They also responded to the salient hope that the text provides: that it is God’s will that every human being has a place to call home, enough food to eat, to be free of debt, and to live happy lives. As they read and interpreted the text together, they believed that God was exhorting them not to give up. The text inspired them to use both ‘their faith’ and ‘action’ to serve as a remedy for their dire situation. They also noted that often when people are faced with such dire situations they become despondent. They believed, however, that getting despondent is not going to get them anywhere, but understood that the text was indeed challenging them not to just sit around and wait for things to happen, but to go out and use what God has given them, hands, eyes, feet, ears, talents, their unique type of personalities, and whatever they have, to improve their lives. They stated that the poor cannot rely on the rich to solve the problems of the poor, because the rich have proved throughout history, to be selfish and self-seeking. They stated that all they wanted was for the rich and powerful to notice them, to see what they are capable of and to partner with them to improve their situations. One participant commented, ‘We are willing to work hard, we only need to be given a chance in life.’

The participants noted that in order for the Kingdom of God to be realised in their contexts (in reference to the part of the text, ‘… let your Kingdom come …’), they should not be bitter and filled with hatred towards the rich and powerful, but ought to forgive and attempt to create opportunities to work together. The group believed that because they do not have money and the preoccupations that come along with being wealthy, they have more time and opportunity to spend time in prayer, because they rely on God for every moment of their lives. It is therefore their duty to assess situations and understand that the rich too are slaves; the only difference is that the poor are slaves to poverty and the rich are slaves to money. The participants believed that between the lines of the text was the message that the Kingdom of God needs to be realised for both rich and poor. Those who are trapped in the sin of greed, exploitation and corruption need to be delivered from their lot, become more human and live happy and healthy lives. Just like the poor and exploited, they deserve to live happy and healthy lives. Their understanding of the coming of the Kingdom of God on earth means a time when there is peace and no suffering.

Response from theological scholars

When the text in Matthew 6:9–13 is read through the lens of theological scholars it has slightly different nuances as compared to the understanding of the homeless people. The Lord’s Prayer forms part of the Sermon on the Mount. It is part of Jesus’ teaching to his disciples in response to their question: How must we pray?
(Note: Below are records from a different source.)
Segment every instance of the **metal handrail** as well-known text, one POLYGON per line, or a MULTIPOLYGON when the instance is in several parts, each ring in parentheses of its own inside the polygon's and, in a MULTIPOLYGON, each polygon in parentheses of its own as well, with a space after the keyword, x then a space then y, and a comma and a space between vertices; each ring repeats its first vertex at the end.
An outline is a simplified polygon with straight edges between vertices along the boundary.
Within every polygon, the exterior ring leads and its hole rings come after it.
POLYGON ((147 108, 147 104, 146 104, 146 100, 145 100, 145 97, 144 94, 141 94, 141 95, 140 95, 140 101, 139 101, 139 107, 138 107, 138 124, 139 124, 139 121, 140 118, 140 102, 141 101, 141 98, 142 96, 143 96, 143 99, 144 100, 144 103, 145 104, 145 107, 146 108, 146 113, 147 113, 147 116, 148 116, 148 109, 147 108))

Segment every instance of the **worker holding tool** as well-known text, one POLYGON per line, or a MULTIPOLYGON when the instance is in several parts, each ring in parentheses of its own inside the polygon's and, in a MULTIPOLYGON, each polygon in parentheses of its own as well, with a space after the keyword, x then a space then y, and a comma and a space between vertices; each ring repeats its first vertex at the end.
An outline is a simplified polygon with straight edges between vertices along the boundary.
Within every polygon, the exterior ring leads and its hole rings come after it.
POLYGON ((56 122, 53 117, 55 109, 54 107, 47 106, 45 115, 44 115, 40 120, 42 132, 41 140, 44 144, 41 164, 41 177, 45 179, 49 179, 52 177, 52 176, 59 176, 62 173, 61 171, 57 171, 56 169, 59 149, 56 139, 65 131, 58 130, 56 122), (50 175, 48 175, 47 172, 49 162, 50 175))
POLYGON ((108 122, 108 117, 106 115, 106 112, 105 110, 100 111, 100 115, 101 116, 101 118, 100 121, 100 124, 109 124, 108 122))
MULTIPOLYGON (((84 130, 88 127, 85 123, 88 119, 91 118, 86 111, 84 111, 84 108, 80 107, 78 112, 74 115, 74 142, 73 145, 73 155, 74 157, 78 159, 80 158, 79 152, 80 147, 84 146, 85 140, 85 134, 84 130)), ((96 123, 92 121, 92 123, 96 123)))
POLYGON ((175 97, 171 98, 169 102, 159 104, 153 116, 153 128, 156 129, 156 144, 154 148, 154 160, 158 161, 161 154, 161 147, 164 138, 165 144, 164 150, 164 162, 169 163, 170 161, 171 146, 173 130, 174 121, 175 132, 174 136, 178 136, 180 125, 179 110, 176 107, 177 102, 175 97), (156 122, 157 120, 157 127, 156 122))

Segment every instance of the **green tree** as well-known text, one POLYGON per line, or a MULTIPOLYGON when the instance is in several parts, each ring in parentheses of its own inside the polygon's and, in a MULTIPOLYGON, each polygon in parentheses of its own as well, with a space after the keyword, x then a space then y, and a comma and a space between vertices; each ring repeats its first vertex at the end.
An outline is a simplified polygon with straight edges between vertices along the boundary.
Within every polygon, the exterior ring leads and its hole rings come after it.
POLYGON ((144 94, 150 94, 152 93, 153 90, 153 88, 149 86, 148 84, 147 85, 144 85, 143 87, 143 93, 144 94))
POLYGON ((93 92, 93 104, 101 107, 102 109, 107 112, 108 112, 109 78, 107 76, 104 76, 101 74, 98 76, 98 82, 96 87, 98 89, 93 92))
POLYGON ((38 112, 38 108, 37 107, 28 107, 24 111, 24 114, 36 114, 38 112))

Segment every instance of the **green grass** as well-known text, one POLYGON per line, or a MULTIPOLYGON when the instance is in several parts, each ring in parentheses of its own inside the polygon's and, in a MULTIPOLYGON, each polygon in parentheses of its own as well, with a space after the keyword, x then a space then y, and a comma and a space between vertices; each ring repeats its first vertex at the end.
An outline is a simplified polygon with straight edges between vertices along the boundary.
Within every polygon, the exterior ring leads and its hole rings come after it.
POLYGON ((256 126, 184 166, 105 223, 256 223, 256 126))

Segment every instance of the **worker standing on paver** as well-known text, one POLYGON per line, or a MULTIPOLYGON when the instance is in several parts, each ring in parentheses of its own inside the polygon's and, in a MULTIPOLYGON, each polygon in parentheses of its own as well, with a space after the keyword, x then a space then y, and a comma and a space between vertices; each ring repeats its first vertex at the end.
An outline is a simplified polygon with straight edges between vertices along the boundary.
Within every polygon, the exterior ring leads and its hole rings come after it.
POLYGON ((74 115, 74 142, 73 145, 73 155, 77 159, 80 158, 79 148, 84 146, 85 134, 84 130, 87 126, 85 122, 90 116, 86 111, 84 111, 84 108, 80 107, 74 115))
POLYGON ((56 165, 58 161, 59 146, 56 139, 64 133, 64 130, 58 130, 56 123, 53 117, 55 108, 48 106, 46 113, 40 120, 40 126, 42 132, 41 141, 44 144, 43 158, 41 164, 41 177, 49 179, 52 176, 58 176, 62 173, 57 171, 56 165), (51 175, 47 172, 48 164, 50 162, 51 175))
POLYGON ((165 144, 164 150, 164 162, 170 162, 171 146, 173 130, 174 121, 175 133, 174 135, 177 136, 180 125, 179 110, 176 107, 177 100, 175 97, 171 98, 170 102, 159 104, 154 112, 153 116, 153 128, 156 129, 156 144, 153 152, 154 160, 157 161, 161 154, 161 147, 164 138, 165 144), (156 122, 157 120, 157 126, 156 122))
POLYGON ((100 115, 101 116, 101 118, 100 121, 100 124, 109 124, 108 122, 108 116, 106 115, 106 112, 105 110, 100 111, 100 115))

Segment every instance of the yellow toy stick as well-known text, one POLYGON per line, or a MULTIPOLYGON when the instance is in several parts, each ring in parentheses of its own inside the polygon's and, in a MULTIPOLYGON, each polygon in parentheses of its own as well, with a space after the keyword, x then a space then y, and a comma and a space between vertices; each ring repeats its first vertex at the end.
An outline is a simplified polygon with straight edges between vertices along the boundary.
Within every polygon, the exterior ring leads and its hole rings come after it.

Various scholars agree with the structure of Combrink (2008:68) that the Lord’s Prayer comprises three sections: the first section is the address (appellation), the second comprises the three ‘thou’ petitions (9b–10) ‘directed to God’ (MacArthur 2006:1371), and the third section comprises the three ‘our’ (11–13) petitions, and is directed ‘toward human needs’ (MacArthur 2006:1371).

According to Combrink (2008), the first three ‘thy’ petitions have to do with the disciples’ prayer to God for the realisation of their calling. Combrink interprets this section as the children of God who await an action from God (although an act on the part of the intercessors is not excluded). The second three ‘our’ petitions, however, are directed to God about what the disciples need to accomplish as their task on earth.

Besides the structure of the text, the lenses through which the text is read also need to be briefly discussed. According to the consulted literature there are at least three perspectives. There are those interpreters who believe that the text should be read through an eschatological lens (referring to the coming of the Lord on the Last Day). Meier (1980:61) and Morris (1992:142) support this paradigm. They substantiate their claim by referring to the phrase ‘Your kingdom come’ which they assert, makes the ‘Our Father’ an ‘eschatological prayer and a prayer that God will hasten the end-time’. This ‘end-time’ according to Meier (1980:61) refers to the ‘appearing of God on the Last Day’. The eschatological vision and its climax will find expression in the death-resurrection of Jesus, which serves as the ‘turning of all ages’ (Meier 1980:61).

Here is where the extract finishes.